Geographic Jurisdiction
Venue of a County
Offense in Private Vehicle
(CPL 20.40[4][g])

Members of the jury, before you begin your deliberations on whether the People have proven the defendant guilty beyond a reasonable doubt of a charged offense, you must first determine whether (specify) county is the proper venue, that is, the legally authorized county, to prosecute (the charged offense(s), or, if venue for some but not all the submitted counts is in issue, specify the count and name of each offense for which venue is in issue).1

Under our law, a person may be convicted in this county of an offense committed by that person’s own conduct [or by the conduct of another with whom he/she was acting in concert2] even though none of the conduct constituting that offense may have occurred within this county.

Thus, under our law, an offense committed in a private vehicle during a trip extending through more than one county may be prosecuted in any county through which that vehicle passed in the course of the trip when it cannot be determined in which county the offense in fact took place.3

If it can be determined that the offense took place in a particular county through which the vehicle passed, other than (specify county of prosecution), then (specify county of prosecution) is not the proper venue for the prosecution of the offense.

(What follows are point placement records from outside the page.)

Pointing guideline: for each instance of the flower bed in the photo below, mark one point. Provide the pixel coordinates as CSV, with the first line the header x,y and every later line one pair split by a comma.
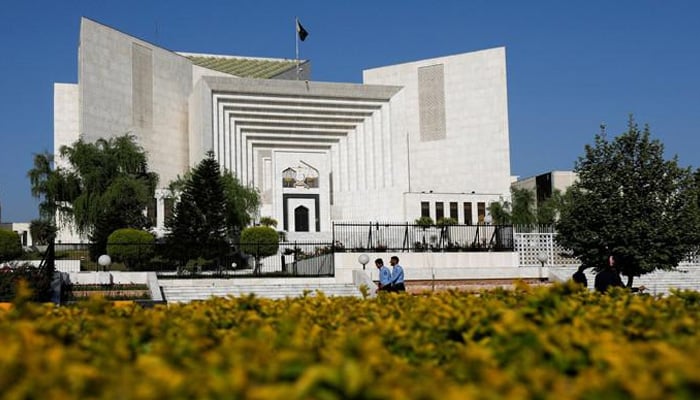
x,y
548,342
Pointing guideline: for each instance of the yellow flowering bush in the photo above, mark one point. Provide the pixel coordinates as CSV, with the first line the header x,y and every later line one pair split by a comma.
x,y
557,342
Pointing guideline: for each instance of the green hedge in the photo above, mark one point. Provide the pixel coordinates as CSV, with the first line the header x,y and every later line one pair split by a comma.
x,y
260,241
10,245
133,247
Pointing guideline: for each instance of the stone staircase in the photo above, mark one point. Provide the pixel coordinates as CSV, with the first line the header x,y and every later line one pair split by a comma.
x,y
657,282
183,292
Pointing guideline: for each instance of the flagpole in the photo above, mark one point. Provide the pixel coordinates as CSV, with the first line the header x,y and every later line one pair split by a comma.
x,y
296,36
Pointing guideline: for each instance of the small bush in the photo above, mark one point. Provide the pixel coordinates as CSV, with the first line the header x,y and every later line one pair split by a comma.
x,y
260,241
10,245
268,221
132,247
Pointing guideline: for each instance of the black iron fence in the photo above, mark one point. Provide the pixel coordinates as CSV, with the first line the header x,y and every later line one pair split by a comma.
x,y
290,259
378,236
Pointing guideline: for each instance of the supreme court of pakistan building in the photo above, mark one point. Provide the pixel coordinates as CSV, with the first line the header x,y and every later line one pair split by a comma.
x,y
428,137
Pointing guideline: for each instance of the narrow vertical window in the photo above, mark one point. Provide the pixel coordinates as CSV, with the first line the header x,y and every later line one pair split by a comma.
x,y
481,211
468,213
424,209
439,211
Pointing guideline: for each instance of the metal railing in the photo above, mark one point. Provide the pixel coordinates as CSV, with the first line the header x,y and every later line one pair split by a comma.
x,y
292,259
382,236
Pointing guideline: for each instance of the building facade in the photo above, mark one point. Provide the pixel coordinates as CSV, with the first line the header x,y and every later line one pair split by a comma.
x,y
422,138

The People have the burden to prove by a preponderance of the evidence that (specify) county is the legally authorized venue for prosecution (of the charged offense(s), or, of the charged offenses I have listed for you).4

A preponderance of the evidence means the greater part of the believable and reliable evidence, not in terms of the number of witnesses or the length of time taken to present the evidence, but in terms of its quality and the weight and convincing effect it has upon you. For venue of the county to be proved by a

preponderance of the evidence, the evidence that supports the venue must be of such convincing quality as to outweigh any evidence to the contrary.

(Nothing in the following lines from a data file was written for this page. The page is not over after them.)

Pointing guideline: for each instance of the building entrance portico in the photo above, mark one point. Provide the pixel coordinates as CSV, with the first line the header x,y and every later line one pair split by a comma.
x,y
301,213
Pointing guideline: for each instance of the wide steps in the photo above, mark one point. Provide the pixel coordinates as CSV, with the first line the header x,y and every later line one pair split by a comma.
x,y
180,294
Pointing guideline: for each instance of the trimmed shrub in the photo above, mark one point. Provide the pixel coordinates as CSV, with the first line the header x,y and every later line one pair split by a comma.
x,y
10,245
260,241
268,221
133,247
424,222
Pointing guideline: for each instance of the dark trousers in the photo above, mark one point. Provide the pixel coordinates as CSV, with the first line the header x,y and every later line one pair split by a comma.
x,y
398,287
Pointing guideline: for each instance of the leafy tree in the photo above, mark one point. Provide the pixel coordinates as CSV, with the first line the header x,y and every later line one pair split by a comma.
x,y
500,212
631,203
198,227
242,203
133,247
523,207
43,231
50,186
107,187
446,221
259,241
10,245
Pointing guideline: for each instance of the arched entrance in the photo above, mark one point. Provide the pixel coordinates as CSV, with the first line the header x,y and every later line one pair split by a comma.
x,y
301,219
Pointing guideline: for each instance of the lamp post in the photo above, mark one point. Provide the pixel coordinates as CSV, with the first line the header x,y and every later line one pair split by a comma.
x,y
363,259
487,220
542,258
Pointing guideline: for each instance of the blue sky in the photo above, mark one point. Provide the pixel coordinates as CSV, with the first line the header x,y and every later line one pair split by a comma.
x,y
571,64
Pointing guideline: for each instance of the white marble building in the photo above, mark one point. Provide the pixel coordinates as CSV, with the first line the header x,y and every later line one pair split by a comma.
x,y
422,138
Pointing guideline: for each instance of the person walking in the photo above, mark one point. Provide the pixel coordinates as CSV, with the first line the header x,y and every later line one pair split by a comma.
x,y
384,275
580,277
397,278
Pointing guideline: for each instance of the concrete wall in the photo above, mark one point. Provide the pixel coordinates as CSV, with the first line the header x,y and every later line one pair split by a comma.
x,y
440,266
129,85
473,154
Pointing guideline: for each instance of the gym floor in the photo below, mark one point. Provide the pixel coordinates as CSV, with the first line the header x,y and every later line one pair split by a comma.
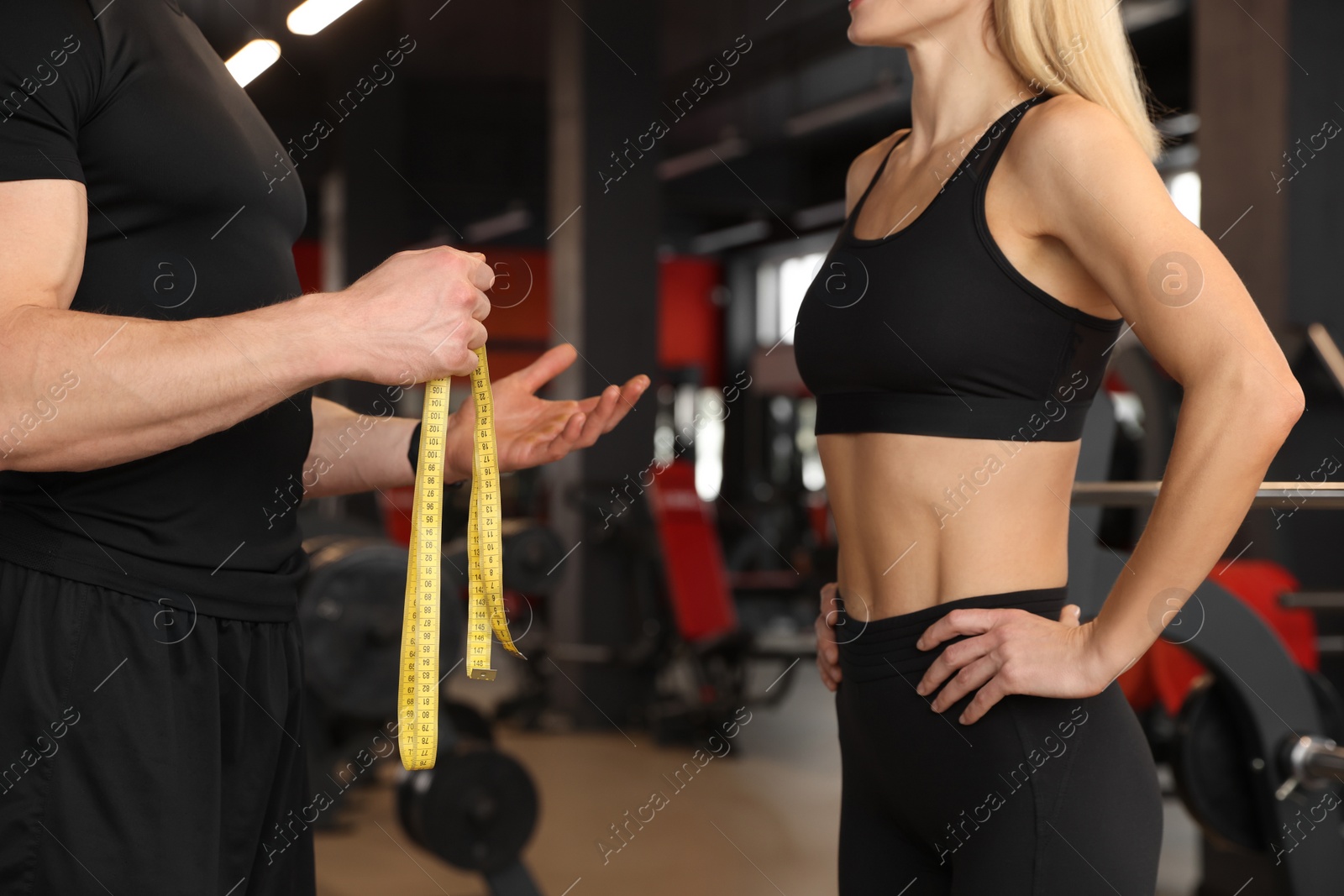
x,y
759,822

If after considering all the evidence you decide that (specify) county is not the proper venue for prosecution of a charged offense [or offenses], you must not proceed to deliberate as to that/those charged offense(s) and you will not of course therefore enter a verdict as to that/those charge(s).

If after considering all the evidence you decide that (specify) county is the proper venue to prosecute a particular charged offense [or offenses], then you must proceed to consider whether or not the People have proven the defendant guilty of that/those crime(s) beyond a reasonable doubt.

You will report your findings with respect to venue on the verdict sheet I will provide you.

1.CPL 20.40(1). In the rare instance where a motion for a change of venue has been granted, the court should conform the charge as appropriate.

2.The statute provides “conduct of another for which he is legally accountable pursuant to section 20.00 of the penal law.” This charge assumes that the CJI2d charge on accessorial liability defining the term “acting in concert” has already been given to the jury. See CJI2d [NY] Accessorial Liability.

3.People v. Moore, 46 N.Y.2d 1 (1978).

In fact, before the People are entitled to have this exception charged to the jury, they "must, in good faith, elicit all facts tending to show the exact location where the crime was committed," and the charge may only be given if the location of the crime is not ascertainable from that evidence. People v. Cullen, 50 N.Y.2d 168 (1980).

4.People v. Moore, 46 NY2d 1, 6 (1978).